7, the PCR of resistant plant detects
With the total DNA of plant is template; Insert a regional gene design primer with plant expression vector pCBI 1900, do over against photograph, be negative contrast with the DNA of unconverted sugarcane with the pCBI1900 DNA; The PCR product carries out 1% agarose gel electrophoresis analysis and photograph; Reclaim the PCR product, and be connected on the pMD18-T carrier, check order and analyze the homology of this gene order on its sequence and the pCBI1900 plant expression vector.
8, the RNA of resistant plant extracts
, shred and directly put into 2.0mL centrifuge tube (DEPC processing) with the plant leaf 10-30mg of sterile scissors clip by numbering, place liquid nitrogen to smash to pieces with glass stick after the freezing several seconds immediately, adopt the Trizo1 method to extract RNA through the PCR test positive.
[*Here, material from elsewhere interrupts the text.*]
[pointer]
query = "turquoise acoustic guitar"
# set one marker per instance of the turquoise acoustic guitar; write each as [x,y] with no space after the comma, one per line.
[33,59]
9, the RT-PCR of resistant plant detects
RNA with the PCR positive plant is that template is carried out the RT-PCR detection; Primer detects identical with resistant plant PCR; Do over against photograph with pCBI 1900 DNAs, be negative contrast with the DNA of unconverted sugarcane, the RT-PCR product carries out 1% agarose gel electrophoresis analysis and photograph.
10, the transplanting of transformed plant
To be the male plantlet of transplant to warmhouse booth through PCR and RT-PCR detection.